A volte la solitudine è così forte che sembra produrre un dolore fisico. Questo è dovuto alle aree cerebrali che si attivano quando ci sentiamo profondamente soli, che sono le stesse che si attivano quando proviamo un dolore fisico. E' un meccanismo che i nostri geni hanno messo a punto per segnalarci che stiamo mettendo a rischio la nostra sicurezza, per spingerci a riallacciare relazioni significative coi nostri simili.
La sensazione cronica di solitudine ha un potere devastante sui nostri centri di autoregolazione e può mandarci fuori uso. Se protratta per molto tempo altera la chimica del nostro corpo e influenza negativamente anche il nostro comportamento: anzichè cercare gli altri si finisce per rifuggirli e alla lunga anche gli altri si allontanano da noi. La solitudine, così, si autoalimenta.
Il segreto per combatterla è capire che si tratta solo di un segnale biologico del nostro corpo, che non va sottovalutato, ma affrontato.
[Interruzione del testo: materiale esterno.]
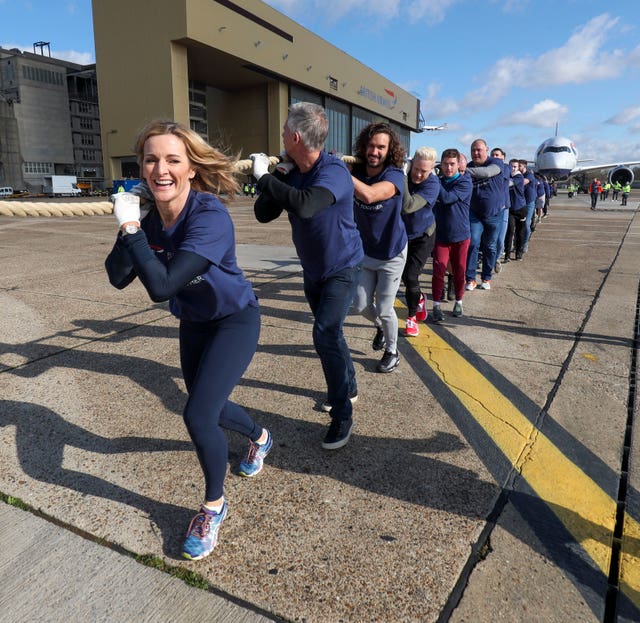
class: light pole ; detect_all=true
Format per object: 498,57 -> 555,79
102,129 -> 118,185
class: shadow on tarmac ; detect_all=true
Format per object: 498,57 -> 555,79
0,302 -> 640,619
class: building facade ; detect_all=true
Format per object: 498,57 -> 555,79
92,0 -> 421,180
0,45 -> 104,193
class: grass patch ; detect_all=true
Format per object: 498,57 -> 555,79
0,493 -> 31,511
135,554 -> 211,590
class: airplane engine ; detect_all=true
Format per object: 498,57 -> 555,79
609,165 -> 633,186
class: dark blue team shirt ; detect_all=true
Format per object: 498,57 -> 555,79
286,151 -> 364,281
433,173 -> 472,244
353,167 -> 407,260
467,156 -> 510,220
509,173 -> 527,212
402,173 -> 440,240
141,190 -> 258,322
523,169 -> 538,204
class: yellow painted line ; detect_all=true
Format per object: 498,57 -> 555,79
398,304 -> 640,607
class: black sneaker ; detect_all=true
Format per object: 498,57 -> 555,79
371,328 -> 385,350
376,350 -> 400,372
320,389 -> 358,413
322,418 -> 353,450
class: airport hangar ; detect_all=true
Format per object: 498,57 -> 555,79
92,0 -> 423,185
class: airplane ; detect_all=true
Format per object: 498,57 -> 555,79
420,123 -> 447,132
535,135 -> 640,185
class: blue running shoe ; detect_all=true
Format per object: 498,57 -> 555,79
182,500 -> 227,560
239,431 -> 273,478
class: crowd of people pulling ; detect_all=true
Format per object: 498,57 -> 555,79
105,102 -> 551,560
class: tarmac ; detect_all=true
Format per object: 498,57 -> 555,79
0,191 -> 640,623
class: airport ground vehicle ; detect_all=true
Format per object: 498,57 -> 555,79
42,175 -> 82,197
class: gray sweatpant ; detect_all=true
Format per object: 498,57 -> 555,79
352,245 -> 407,353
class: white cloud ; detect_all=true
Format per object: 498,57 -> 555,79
406,0 -> 460,24
418,82 -> 460,123
0,43 -> 96,65
463,13 -> 640,107
500,99 -> 569,128
607,106 -> 640,125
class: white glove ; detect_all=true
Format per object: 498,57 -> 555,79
276,161 -> 296,175
249,154 -> 269,180
129,180 -> 156,221
111,193 -> 140,227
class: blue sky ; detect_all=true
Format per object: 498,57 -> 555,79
0,0 -> 640,162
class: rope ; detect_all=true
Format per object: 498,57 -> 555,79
0,156 -> 359,218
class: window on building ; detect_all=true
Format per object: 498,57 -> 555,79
325,97 -> 351,154
22,162 -> 53,175
351,106 -> 377,145
289,86 -> 324,106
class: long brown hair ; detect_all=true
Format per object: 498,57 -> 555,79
353,123 -> 404,167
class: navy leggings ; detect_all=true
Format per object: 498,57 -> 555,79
180,306 -> 262,501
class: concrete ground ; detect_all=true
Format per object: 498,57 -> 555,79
0,195 -> 640,622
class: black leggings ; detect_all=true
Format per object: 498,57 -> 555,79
180,306 -> 262,501
402,234 -> 436,316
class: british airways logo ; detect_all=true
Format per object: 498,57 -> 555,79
358,86 -> 398,109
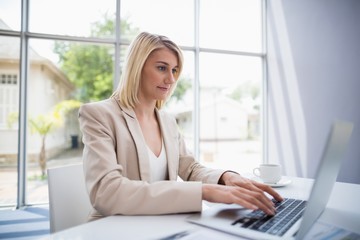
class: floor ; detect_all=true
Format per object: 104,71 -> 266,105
0,205 -> 50,240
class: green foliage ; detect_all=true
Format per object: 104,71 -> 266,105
54,14 -> 191,102
7,100 -> 82,136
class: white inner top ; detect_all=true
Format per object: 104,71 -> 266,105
146,142 -> 167,182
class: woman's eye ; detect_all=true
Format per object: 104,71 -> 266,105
172,68 -> 178,75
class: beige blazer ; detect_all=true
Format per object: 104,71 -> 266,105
79,98 -> 224,219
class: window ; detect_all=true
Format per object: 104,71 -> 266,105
0,74 -> 19,129
0,0 -> 265,207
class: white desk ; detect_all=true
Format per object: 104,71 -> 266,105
46,178 -> 360,240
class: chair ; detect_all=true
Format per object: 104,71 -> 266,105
47,164 -> 92,233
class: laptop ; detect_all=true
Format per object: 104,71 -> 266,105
186,121 -> 353,240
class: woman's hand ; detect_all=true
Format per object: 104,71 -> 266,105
202,172 -> 283,215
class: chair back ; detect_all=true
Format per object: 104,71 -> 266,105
47,164 -> 92,233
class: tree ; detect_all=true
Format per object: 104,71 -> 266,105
8,100 -> 82,177
54,14 -> 191,102
29,100 -> 81,176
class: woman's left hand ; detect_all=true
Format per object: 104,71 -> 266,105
219,172 -> 284,201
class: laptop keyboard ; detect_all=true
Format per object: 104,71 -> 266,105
232,198 -> 306,236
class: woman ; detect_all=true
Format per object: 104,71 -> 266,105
79,32 -> 282,219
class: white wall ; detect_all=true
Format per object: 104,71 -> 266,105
267,0 -> 360,183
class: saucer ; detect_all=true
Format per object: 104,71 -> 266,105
253,177 -> 291,187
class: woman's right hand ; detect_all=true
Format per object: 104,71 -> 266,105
202,184 -> 275,215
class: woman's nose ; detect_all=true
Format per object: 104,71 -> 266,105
166,71 -> 176,83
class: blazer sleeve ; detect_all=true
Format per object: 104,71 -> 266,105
79,101 -> 202,217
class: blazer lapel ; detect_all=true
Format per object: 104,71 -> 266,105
116,101 -> 150,182
156,109 -> 179,181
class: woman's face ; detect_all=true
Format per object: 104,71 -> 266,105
138,48 -> 179,103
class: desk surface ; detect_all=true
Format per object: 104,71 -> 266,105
47,178 -> 360,240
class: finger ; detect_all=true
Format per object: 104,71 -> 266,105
232,181 -> 275,212
254,182 -> 284,202
233,189 -> 275,215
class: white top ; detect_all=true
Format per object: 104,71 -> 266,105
146,142 -> 168,182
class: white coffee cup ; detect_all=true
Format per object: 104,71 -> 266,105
253,163 -> 281,183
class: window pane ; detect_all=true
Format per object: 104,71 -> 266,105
0,36 -> 20,206
0,0 -> 21,31
29,0 -> 116,37
200,0 -> 261,52
200,53 -> 262,171
121,0 -> 194,46
27,40 -> 114,203
165,51 -> 195,152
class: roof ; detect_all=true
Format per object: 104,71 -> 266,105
0,19 -> 75,89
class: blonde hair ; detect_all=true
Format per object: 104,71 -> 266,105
111,32 -> 183,109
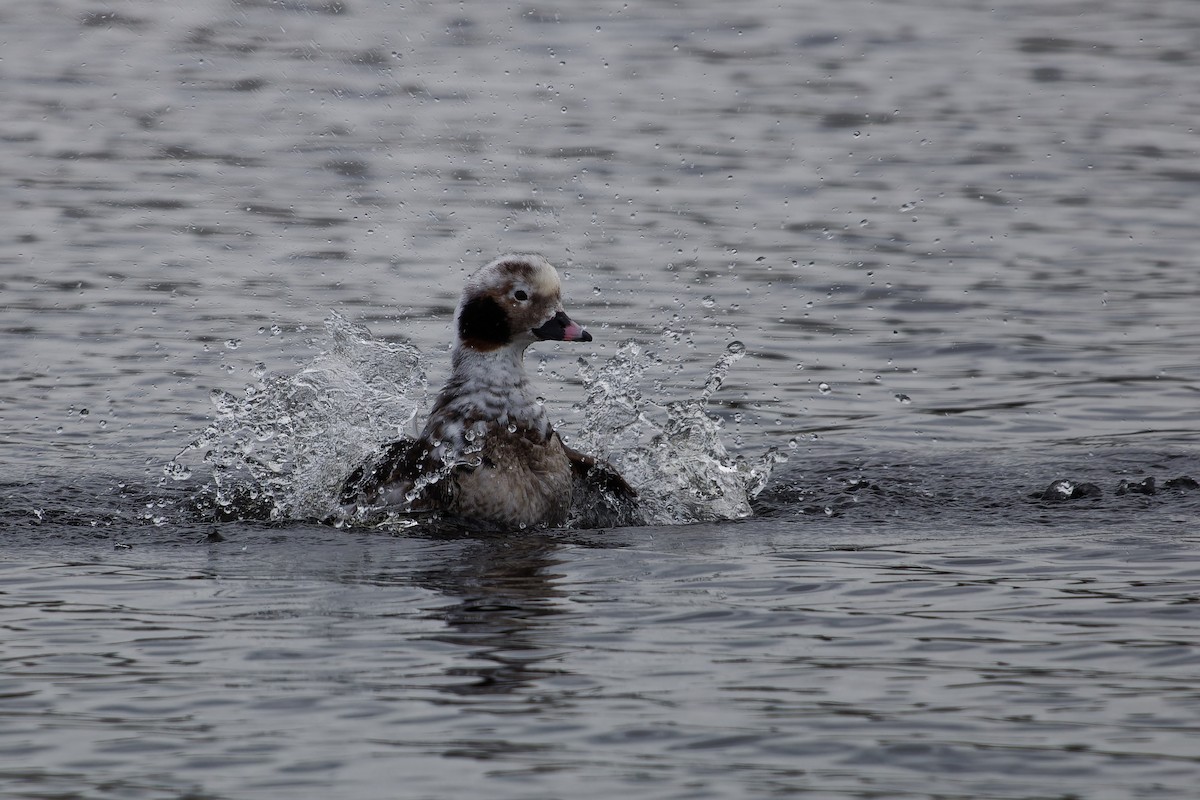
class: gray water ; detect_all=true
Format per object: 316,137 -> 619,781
0,0 -> 1200,800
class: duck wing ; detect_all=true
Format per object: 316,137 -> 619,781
338,439 -> 444,507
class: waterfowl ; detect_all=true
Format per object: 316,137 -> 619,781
340,254 -> 636,528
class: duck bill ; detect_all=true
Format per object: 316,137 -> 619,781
533,311 -> 592,342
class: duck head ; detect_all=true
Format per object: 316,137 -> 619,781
455,254 -> 592,353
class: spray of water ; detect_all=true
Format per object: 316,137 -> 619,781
572,341 -> 784,524
164,314 -> 782,528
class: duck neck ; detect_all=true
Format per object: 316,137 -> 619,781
433,342 -> 550,438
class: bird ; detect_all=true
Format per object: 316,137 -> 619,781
338,254 -> 637,529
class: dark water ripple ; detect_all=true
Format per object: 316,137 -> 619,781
0,0 -> 1200,800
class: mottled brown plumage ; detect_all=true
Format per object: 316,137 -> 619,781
341,255 -> 636,527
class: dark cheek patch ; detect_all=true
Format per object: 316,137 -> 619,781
458,295 -> 510,350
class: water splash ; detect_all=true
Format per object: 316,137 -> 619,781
571,341 -> 786,524
163,313 -> 428,519
174,314 -> 785,529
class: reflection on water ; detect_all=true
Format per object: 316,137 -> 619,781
414,534 -> 566,696
0,0 -> 1200,800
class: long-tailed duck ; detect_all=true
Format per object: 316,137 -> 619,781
341,255 -> 636,528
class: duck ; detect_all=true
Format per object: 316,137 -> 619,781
338,254 -> 637,529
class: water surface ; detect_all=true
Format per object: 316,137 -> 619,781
0,0 -> 1200,800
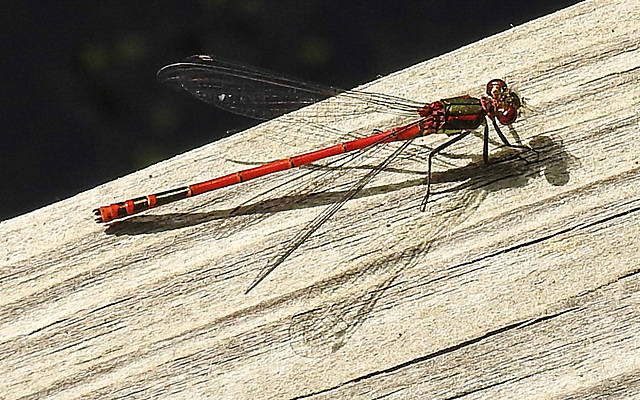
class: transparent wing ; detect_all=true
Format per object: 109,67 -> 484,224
158,55 -> 423,120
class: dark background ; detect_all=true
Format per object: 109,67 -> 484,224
0,0 -> 578,220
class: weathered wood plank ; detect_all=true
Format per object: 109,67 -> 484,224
0,0 -> 640,399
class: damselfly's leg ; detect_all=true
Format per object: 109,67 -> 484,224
420,130 -> 473,211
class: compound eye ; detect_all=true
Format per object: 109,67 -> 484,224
487,79 -> 507,100
496,106 -> 518,125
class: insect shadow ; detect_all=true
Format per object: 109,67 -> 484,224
289,136 -> 573,358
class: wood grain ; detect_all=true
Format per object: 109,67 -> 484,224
0,0 -> 640,399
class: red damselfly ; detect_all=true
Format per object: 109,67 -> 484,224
94,56 -> 528,290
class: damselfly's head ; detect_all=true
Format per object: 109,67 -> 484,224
487,79 -> 522,125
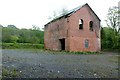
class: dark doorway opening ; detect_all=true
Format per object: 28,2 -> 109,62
59,39 -> 65,50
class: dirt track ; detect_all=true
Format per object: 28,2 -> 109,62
2,49 -> 118,78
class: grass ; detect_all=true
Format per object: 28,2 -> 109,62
2,68 -> 19,78
0,43 -> 44,49
45,50 -> 102,54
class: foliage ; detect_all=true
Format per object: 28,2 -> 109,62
101,27 -> 120,51
101,6 -> 120,51
48,7 -> 68,21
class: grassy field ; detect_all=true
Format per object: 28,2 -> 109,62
0,43 -> 44,49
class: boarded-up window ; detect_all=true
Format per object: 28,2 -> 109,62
85,39 -> 89,48
79,19 -> 83,29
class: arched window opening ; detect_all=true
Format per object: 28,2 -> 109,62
89,21 -> 93,31
85,39 -> 89,48
79,19 -> 83,29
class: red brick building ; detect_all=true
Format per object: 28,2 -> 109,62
44,3 -> 101,52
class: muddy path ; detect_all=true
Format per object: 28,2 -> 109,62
2,49 -> 118,78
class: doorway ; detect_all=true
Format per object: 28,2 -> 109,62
59,38 -> 65,50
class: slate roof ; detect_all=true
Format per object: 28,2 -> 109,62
45,3 -> 101,26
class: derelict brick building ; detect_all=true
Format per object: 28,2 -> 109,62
44,3 -> 101,52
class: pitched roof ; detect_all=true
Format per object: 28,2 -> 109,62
45,3 -> 101,26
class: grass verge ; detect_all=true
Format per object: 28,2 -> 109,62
0,43 -> 44,49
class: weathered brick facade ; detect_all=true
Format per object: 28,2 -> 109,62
44,4 -> 101,52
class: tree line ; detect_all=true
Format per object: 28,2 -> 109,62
0,25 -> 44,44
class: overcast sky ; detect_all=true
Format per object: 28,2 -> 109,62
0,0 -> 120,29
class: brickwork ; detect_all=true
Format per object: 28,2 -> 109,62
44,5 -> 101,52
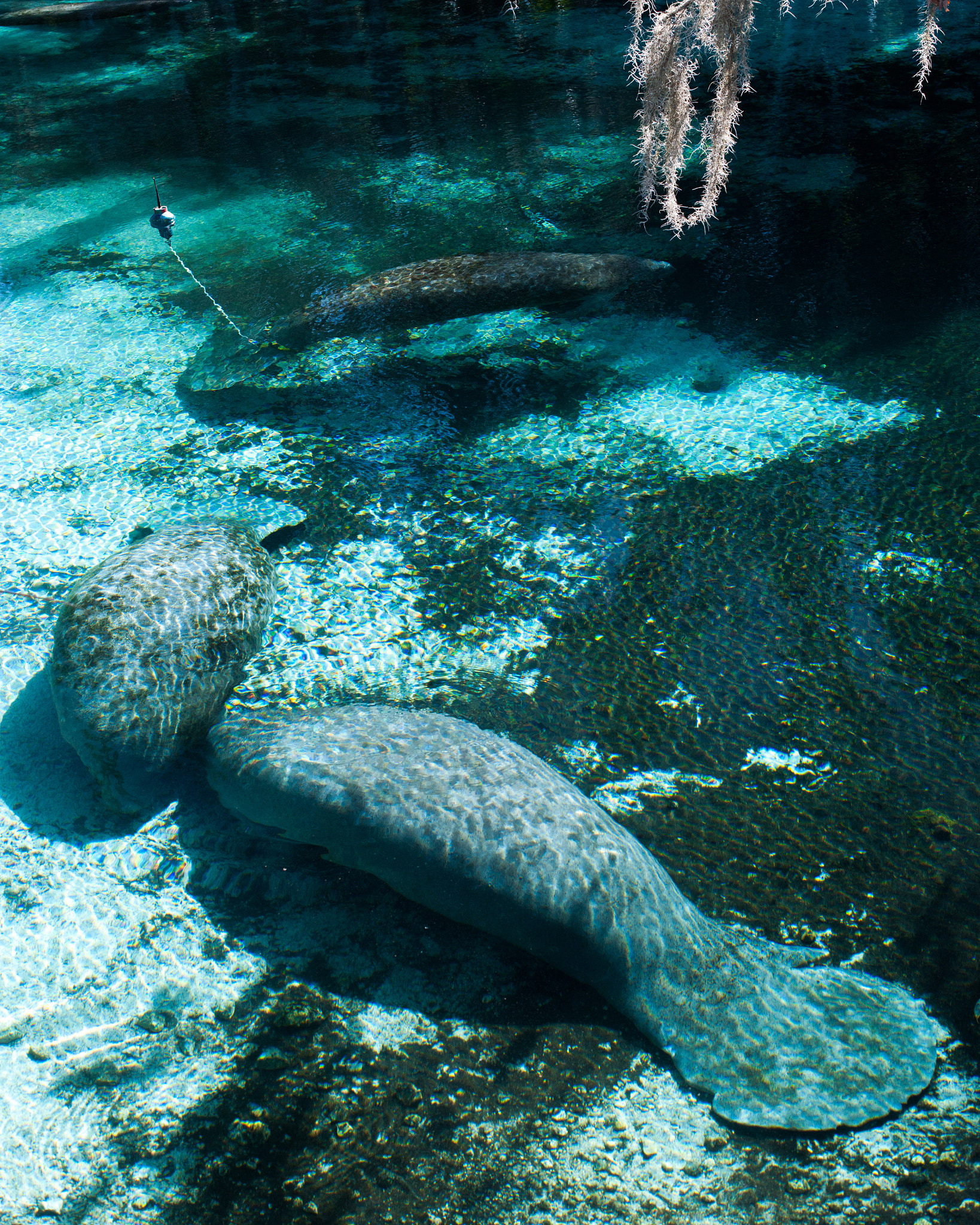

La predisposizione genetica alle relazioni sociali varia molto da una persona all'altra. Per spezzare la catena della solitudine bisogna cercare di andare oltre il proprio dolore, iniziare con piccoli passi e aspettative modeste. Il primo passo è riconoscere che abbandonarsi a pensieri negativi è una faccenda seria e nociva, e poi dare un nuovo corso ai pensieri. Si può iniziare stabilendo un contatto dal fruttivendolo o in biblioteca, con il sorriso e la gentilezza. E guardate che faccia fa. Le sensazioni positive contribuiscono al nostro desiderio di cambiare e ci danno fiducia in noi stessi, proprio quando traballiamo.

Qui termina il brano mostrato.